It was drawing time in our kindergarten class.
The only reason I remember it being kindergarten was because of how much I enjoyed nap time right after milk and crackers. I also remember the long-haired brunette classmate who sat next to me on the classroom floor. I wish I could remember her name.
All my classmates received the same blank outline of an angel for this color-by-number art lesson. Our assignment was to match each Crayola crayon with each number inside the drawing. And we were absolutely not to draw outside any of the lines. Neatness counted. All our drawings should look exactly the same.
My dad, Larry, who was a drill instructor in the Marine Corps, hammered into me and my seven brothers and sisters the importance of following rules and instructions.
So following my teacher's drawing instructions to a "T" was automatic. As our drawing time was coming to an end, I looked over at my classmate and noticed she had beautifully broken every rule our teacher had given to us. She picked her own colors of choice and definitely didn't stay within the lines. My first reaction was that she was going to be in big trouble.
But then I thought, 'Wow, what a beautiful drawing she created.' Then "Ms. Oppressive," our kindergarten teacher, came over, grabbed it from her and began to reprimand her for not following instructions. Not a word about how creative she had been or the uniqueness of her drawing.
My long-haired classmate sat back down next to me crushed by our teacher's comments. I almost cried with her. I should have come to her defense but being only 5 years old, speaking back to a teacher was unthinkable.
It's been 58 years and I can still remember my classmate's crayon drawing of an angel with blue wings, floating on puffy white clouds with a yellow sun shining in the Crayola distance.
The kindergarten art class had turned into a life lesson for me. Of course I was way too young to understand its impact on who I would eventual become.
Now as an adult, and I think partially because of what happened in kindergarten, I take advantage of opportunities to encourage, support and promote the growing talents of young people.
So when I received a phone call last year from my friend Judge Robert Tafoya to help with Kern County's first "Young Writers Writing and Poetry Competition," I thought what a great way to help be an advocate for the budding talents of young students. And besides, when a judge asks you to be a judge, you say "yes." He asked if I would help again this year.
The "Young Writers Writing and Poetry Competition" provides that opportunity to help celebrate, encourage and develop the writing skills of our young children. With this year's topic of "Impact of Agriculture in Kern County," it will be interesting to see students' opinions and observations on the multiple political, environmental and cultural applications agriculture has on everyday life in our valley.
I am excited to read the students' stories and poetry again this year. I hope this event helps creates many more Steinbecks, Hemingways or Sotomayors.
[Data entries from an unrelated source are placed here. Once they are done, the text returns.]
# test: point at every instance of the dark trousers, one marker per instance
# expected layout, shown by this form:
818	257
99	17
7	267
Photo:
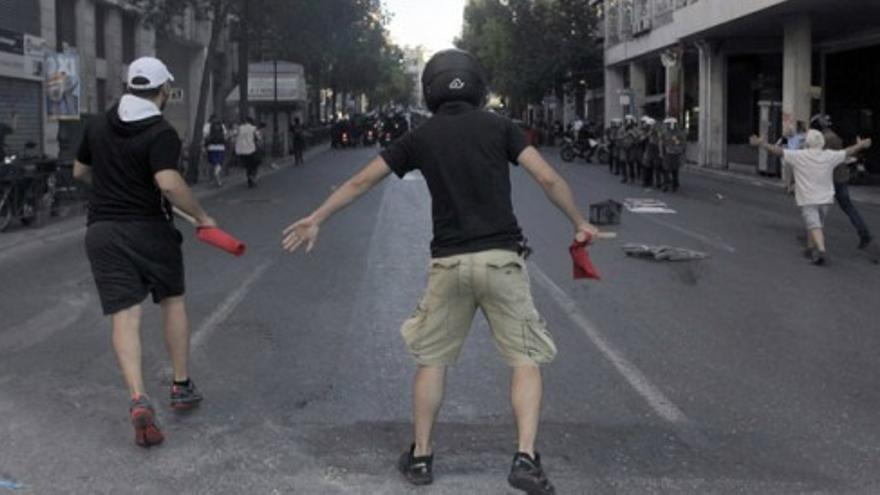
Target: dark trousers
841	195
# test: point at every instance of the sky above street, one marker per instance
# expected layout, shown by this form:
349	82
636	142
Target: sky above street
431	23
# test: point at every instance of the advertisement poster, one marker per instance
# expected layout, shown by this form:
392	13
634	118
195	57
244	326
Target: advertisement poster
63	90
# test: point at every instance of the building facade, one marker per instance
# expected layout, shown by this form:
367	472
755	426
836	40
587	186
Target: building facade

And to my kindergarten teacher, I hope you eventually sought another vocation. To my unnamed classmate, I am sorry I didn't speak up in your defense. I hope you exacted your revenge by growing up to be a world-class artist.
I sure wish I could remember her name. I will pretend it was Frida...like in renowned surrealist artist...Frida Kahlo.
If you are a teacher, counselor or parent of a student in a Kern County school, I hope you consider contacting the Kern County Young Writers and enter in this year's competition.
Good luck to all you young writers. Remember to pick your own colors and never stay within anyone else's lines.